Simply put, withholding tax obligations would arise on the Indian company making the payment as consideration for the CCDs.

According to the experts, the Authority's decision is in line with the rulings of the Supreme Court and High Courts that CCDs are basically debt instruments.

By this ruling, the AAR has rejected the contention of an applicant that sale of CCDs is sale of assets and the premium received is not interest income, but capital gains.

‘Look at' test

To arrive at this ruling, the AAR also applied the “look at” test to ascertain the true legal nature of the transaction. For this, it relied on the Supreme Court commentary on legal relevance of subsidiaries and the principle of lifting of corporate veil laid down in the recent landmark Vodafone case.

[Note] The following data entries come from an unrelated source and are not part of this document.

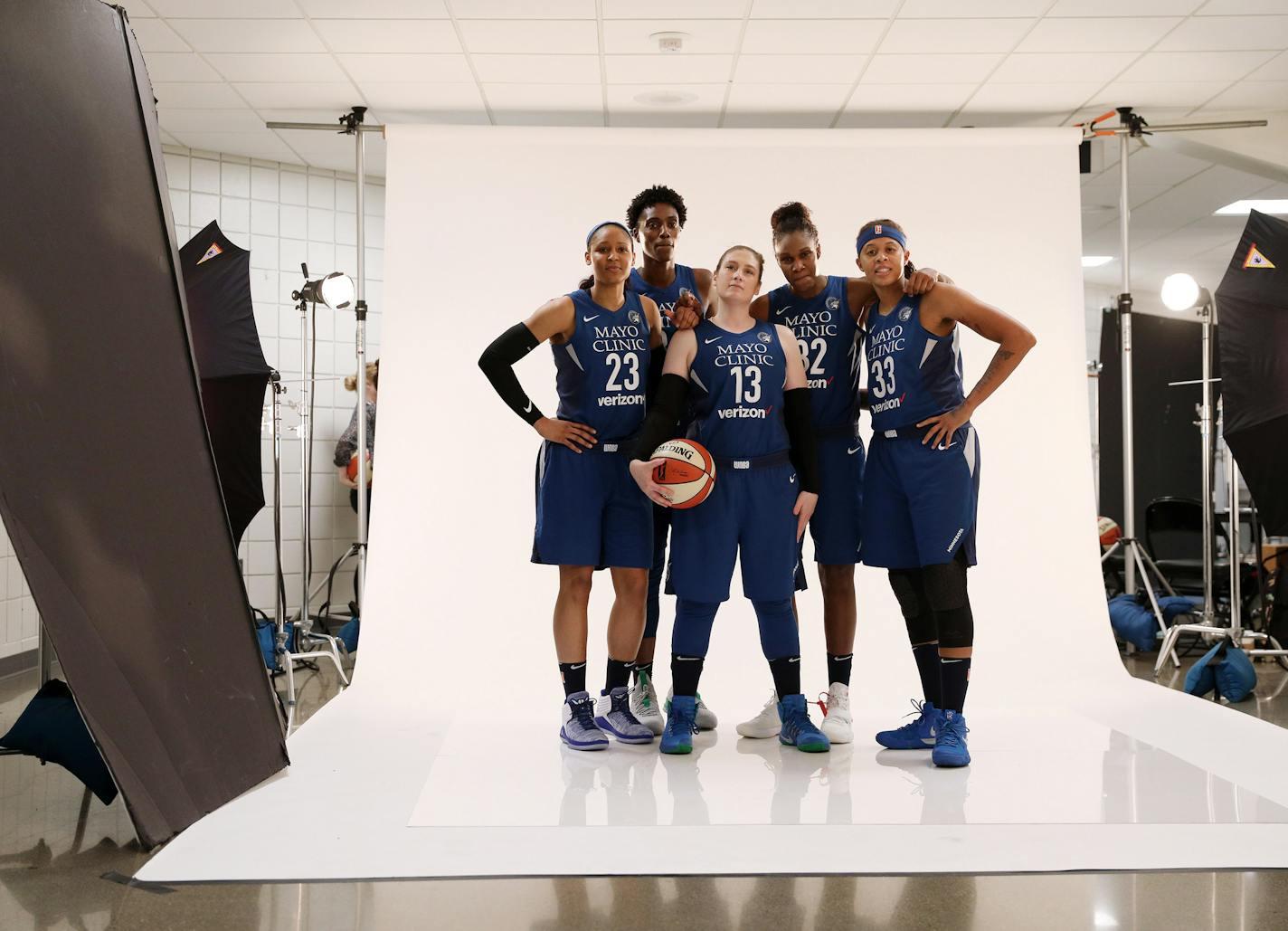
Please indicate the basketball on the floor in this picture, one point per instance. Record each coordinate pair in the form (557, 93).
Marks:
(353, 468)
(689, 473)
(1109, 532)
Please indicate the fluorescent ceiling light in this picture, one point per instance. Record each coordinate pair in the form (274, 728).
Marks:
(1241, 207)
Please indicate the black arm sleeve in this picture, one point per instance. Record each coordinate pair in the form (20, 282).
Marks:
(800, 432)
(497, 362)
(664, 416)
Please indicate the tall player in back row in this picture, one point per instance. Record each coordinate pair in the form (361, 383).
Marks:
(656, 218)
(753, 413)
(589, 510)
(822, 312)
(921, 486)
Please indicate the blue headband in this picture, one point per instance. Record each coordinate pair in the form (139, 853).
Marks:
(601, 225)
(880, 232)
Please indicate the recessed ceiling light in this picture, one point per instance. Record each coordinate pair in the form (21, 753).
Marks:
(1241, 207)
(666, 98)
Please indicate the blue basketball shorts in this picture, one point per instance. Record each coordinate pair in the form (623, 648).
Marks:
(590, 511)
(749, 518)
(838, 522)
(920, 502)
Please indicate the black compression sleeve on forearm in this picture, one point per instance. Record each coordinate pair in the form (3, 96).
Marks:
(673, 390)
(497, 362)
(800, 432)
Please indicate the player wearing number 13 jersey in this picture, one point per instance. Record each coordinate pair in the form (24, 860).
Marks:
(921, 487)
(589, 510)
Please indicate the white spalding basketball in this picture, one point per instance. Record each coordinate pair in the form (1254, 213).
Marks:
(689, 473)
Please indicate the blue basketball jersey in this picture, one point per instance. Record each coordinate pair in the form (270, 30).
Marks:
(738, 404)
(912, 373)
(601, 370)
(826, 334)
(665, 298)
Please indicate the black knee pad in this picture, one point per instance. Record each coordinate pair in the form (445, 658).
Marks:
(945, 586)
(956, 626)
(917, 613)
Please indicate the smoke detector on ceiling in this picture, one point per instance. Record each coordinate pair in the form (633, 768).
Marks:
(670, 42)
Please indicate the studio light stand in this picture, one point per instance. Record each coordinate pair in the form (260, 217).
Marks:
(1132, 125)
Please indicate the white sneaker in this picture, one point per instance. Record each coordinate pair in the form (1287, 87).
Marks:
(644, 705)
(838, 721)
(705, 718)
(765, 724)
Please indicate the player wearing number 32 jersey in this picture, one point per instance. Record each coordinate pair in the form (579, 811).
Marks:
(921, 486)
(589, 510)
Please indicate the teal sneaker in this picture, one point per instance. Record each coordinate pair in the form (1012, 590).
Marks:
(798, 730)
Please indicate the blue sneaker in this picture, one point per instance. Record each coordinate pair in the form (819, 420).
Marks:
(951, 741)
(919, 734)
(798, 730)
(580, 730)
(680, 725)
(613, 714)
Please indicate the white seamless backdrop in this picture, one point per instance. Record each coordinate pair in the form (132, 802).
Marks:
(443, 758)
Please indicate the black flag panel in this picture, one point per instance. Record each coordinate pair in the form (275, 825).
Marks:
(1252, 313)
(230, 364)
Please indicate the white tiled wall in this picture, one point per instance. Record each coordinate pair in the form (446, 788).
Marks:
(285, 214)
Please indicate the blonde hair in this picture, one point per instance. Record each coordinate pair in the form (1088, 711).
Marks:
(351, 383)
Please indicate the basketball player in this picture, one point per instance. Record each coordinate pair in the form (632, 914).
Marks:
(656, 218)
(921, 487)
(753, 413)
(589, 511)
(823, 312)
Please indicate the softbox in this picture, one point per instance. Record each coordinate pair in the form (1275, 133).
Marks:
(230, 364)
(1252, 313)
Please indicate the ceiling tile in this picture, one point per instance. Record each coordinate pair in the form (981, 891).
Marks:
(799, 69)
(1206, 33)
(261, 145)
(675, 9)
(784, 36)
(336, 94)
(178, 66)
(1124, 8)
(1194, 66)
(404, 67)
(249, 35)
(382, 36)
(1251, 96)
(243, 120)
(775, 104)
(375, 9)
(279, 67)
(953, 35)
(823, 9)
(929, 69)
(945, 9)
(576, 36)
(155, 35)
(1056, 100)
(545, 69)
(706, 36)
(1275, 70)
(1054, 67)
(227, 9)
(1144, 94)
(523, 9)
(196, 96)
(683, 69)
(1126, 33)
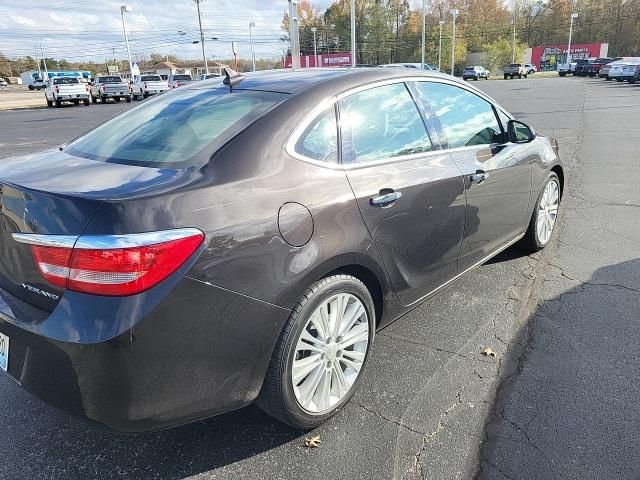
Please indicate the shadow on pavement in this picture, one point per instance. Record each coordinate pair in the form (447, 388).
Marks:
(566, 406)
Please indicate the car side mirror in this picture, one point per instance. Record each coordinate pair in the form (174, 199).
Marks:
(519, 132)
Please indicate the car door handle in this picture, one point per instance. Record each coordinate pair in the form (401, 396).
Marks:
(479, 177)
(387, 197)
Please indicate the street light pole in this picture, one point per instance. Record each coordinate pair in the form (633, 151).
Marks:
(315, 49)
(573, 15)
(127, 8)
(513, 43)
(204, 56)
(253, 53)
(441, 23)
(353, 33)
(424, 28)
(454, 12)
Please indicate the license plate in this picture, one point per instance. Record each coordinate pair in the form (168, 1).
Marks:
(4, 352)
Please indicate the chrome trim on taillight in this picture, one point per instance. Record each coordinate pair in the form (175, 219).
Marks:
(106, 242)
(61, 241)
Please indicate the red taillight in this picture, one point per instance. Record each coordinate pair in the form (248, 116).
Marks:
(115, 271)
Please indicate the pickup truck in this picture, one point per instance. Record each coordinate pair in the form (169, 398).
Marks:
(65, 89)
(146, 85)
(110, 86)
(515, 70)
(179, 80)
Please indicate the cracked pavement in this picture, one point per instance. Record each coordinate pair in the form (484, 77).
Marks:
(558, 401)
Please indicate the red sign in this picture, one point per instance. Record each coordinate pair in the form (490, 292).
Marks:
(324, 60)
(549, 56)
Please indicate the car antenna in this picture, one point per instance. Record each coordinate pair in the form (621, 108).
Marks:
(232, 78)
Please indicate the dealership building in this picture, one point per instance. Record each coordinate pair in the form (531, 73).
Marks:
(548, 57)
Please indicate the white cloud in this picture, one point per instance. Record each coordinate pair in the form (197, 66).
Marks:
(85, 29)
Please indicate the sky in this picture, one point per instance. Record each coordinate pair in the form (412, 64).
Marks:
(83, 30)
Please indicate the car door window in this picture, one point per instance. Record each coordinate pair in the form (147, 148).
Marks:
(381, 123)
(319, 141)
(466, 118)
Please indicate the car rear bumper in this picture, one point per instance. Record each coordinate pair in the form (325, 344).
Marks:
(201, 351)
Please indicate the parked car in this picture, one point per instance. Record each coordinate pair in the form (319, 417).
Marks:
(169, 281)
(515, 70)
(37, 84)
(65, 89)
(147, 85)
(417, 66)
(582, 67)
(628, 71)
(105, 87)
(592, 69)
(179, 80)
(636, 75)
(475, 72)
(566, 69)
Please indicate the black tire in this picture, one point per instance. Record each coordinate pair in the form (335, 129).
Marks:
(277, 397)
(530, 242)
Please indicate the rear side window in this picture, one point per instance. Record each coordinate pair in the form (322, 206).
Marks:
(185, 126)
(466, 118)
(380, 123)
(65, 81)
(320, 139)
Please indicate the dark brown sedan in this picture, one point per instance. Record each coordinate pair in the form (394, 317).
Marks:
(227, 243)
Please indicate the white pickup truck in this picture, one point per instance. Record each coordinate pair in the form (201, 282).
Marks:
(146, 85)
(65, 89)
(110, 86)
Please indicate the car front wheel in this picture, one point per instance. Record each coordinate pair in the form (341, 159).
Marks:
(319, 358)
(544, 216)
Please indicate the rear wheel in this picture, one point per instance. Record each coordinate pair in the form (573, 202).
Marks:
(319, 358)
(544, 216)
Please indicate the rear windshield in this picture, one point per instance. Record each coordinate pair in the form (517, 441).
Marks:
(65, 81)
(181, 128)
(110, 80)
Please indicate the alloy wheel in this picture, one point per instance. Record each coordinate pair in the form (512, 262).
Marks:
(548, 211)
(330, 353)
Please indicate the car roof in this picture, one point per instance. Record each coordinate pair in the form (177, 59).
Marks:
(332, 80)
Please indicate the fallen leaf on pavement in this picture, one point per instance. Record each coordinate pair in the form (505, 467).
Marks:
(312, 442)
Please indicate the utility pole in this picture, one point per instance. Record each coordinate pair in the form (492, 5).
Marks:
(353, 33)
(454, 12)
(315, 49)
(253, 52)
(441, 23)
(204, 56)
(123, 9)
(424, 28)
(294, 39)
(513, 44)
(573, 15)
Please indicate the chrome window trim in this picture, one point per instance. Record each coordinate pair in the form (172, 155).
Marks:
(106, 242)
(331, 101)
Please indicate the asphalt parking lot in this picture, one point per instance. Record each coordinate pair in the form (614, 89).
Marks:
(558, 401)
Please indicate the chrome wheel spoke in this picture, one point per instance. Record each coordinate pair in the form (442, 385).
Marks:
(330, 353)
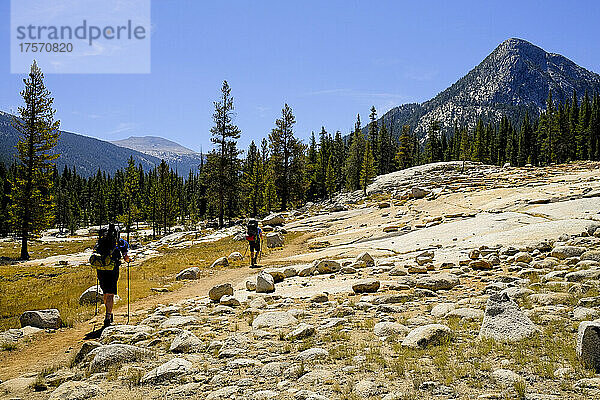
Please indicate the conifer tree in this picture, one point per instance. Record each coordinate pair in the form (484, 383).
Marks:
(31, 199)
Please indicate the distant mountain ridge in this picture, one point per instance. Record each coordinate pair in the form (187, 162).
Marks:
(516, 77)
(176, 155)
(84, 153)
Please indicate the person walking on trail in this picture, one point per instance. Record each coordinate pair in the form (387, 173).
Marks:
(253, 237)
(111, 243)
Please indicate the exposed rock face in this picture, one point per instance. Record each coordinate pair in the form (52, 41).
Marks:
(188, 273)
(44, 319)
(516, 73)
(588, 344)
(504, 321)
(219, 291)
(427, 335)
(265, 283)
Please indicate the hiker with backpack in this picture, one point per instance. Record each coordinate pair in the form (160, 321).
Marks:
(253, 236)
(106, 259)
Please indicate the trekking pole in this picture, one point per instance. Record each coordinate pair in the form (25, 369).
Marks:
(128, 290)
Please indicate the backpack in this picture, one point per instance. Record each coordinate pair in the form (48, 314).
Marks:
(102, 258)
(252, 230)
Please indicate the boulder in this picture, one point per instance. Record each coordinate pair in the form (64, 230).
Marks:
(427, 335)
(504, 321)
(92, 296)
(366, 258)
(366, 286)
(220, 262)
(274, 239)
(169, 371)
(588, 344)
(235, 256)
(302, 331)
(104, 357)
(265, 283)
(188, 273)
(185, 342)
(43, 319)
(562, 252)
(274, 319)
(480, 265)
(74, 390)
(438, 282)
(219, 291)
(385, 329)
(327, 266)
(273, 219)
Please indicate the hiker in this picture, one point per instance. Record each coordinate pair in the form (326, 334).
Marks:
(253, 236)
(111, 244)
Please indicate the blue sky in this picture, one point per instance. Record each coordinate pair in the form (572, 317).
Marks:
(328, 59)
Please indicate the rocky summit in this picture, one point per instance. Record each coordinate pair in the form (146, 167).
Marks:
(488, 288)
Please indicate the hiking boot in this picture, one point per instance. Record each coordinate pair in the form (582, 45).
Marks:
(108, 320)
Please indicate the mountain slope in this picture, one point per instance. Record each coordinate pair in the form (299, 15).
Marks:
(515, 77)
(177, 156)
(85, 153)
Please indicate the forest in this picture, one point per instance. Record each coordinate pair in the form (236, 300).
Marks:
(280, 172)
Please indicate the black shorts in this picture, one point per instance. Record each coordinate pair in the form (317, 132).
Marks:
(254, 245)
(108, 280)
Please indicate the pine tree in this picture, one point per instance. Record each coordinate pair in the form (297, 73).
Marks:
(224, 135)
(32, 202)
(286, 158)
(367, 171)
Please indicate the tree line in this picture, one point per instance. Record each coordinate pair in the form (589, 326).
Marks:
(278, 173)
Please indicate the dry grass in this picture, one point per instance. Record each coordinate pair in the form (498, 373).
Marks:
(25, 288)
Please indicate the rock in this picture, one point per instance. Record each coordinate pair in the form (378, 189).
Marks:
(366, 388)
(104, 357)
(312, 354)
(504, 321)
(220, 262)
(85, 349)
(219, 291)
(235, 256)
(523, 257)
(588, 344)
(319, 298)
(427, 335)
(365, 258)
(91, 296)
(591, 255)
(562, 252)
(472, 314)
(274, 319)
(169, 371)
(76, 391)
(385, 329)
(327, 266)
(274, 219)
(441, 310)
(480, 265)
(366, 286)
(188, 273)
(418, 193)
(43, 319)
(505, 378)
(185, 342)
(265, 283)
(229, 301)
(302, 331)
(274, 239)
(583, 275)
(438, 282)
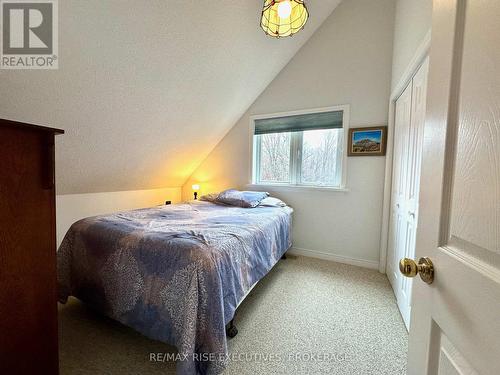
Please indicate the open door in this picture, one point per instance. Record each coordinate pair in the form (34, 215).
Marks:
(456, 319)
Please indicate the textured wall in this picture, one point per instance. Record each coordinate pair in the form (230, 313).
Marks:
(145, 89)
(412, 23)
(347, 61)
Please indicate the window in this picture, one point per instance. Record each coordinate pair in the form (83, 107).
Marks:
(301, 149)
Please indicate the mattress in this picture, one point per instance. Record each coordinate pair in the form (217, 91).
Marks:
(175, 273)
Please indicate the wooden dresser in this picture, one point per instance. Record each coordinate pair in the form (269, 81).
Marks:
(28, 295)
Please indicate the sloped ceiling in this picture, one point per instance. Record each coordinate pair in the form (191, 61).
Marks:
(146, 89)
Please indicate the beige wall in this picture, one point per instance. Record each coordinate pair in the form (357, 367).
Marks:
(412, 23)
(347, 61)
(146, 88)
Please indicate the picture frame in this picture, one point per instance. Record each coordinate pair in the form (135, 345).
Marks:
(369, 141)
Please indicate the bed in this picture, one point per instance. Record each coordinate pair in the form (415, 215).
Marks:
(175, 273)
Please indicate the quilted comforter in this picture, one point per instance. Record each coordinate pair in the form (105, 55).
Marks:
(174, 273)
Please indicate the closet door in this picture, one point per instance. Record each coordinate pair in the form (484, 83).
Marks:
(409, 133)
(397, 235)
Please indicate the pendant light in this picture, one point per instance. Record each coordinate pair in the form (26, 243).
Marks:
(283, 17)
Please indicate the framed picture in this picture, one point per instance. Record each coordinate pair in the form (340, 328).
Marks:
(367, 141)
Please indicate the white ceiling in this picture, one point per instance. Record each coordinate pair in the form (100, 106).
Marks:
(146, 89)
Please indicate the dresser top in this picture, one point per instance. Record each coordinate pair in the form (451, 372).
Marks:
(23, 125)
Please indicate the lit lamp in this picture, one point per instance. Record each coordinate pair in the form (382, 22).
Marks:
(196, 188)
(283, 17)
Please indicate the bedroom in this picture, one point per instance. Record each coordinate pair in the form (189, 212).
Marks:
(375, 116)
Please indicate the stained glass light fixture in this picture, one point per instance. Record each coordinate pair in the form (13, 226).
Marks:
(283, 17)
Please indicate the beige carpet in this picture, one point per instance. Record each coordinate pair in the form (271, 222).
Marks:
(308, 316)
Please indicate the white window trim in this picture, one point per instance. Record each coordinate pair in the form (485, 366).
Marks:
(253, 167)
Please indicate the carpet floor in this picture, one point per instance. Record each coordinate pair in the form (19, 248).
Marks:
(307, 316)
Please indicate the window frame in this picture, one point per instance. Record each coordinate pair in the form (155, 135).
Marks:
(296, 144)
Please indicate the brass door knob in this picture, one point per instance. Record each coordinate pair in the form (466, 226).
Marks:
(424, 268)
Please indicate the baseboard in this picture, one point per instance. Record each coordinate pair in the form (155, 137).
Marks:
(334, 258)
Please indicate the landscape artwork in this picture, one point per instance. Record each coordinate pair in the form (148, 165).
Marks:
(367, 141)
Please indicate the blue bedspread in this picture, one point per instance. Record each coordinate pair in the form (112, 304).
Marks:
(174, 273)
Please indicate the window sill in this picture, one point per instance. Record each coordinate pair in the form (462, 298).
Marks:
(297, 188)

The case before AAR involved three unnamed parties — V, an Indian entity; Z, a Mauritius-based company; and S, a subsidiary of V and based in India. V had transferred its right to develop a plot of land to its subsidiary S. Z had invested in S by purchasing equity and zero per cent CCDs. The CCDs were convertible at the end of six years from the first closing in November 2007.

In April 2010 and March 2011, V exercised a call option to purchase equity shares and CCDs from Z. V then approached the AAR to determine whether gains arising to Z from the sale of CCDs would be exempt from capital gains tax in India under the India-Mauritius treaty.

The AAR ruled that the method laid down in the shareholder agreement between Z, V and S is similar to the manner in which interest on any investment is calculated. The Authority ruled that the appreciation in the value of debentures is payment of interest, taxable under the India-Mauritius DTAA. Applying the ‘look at' test, the AAR concluded that V and S are parent and subsidiary only on paper. In reality, they are one and the same entity.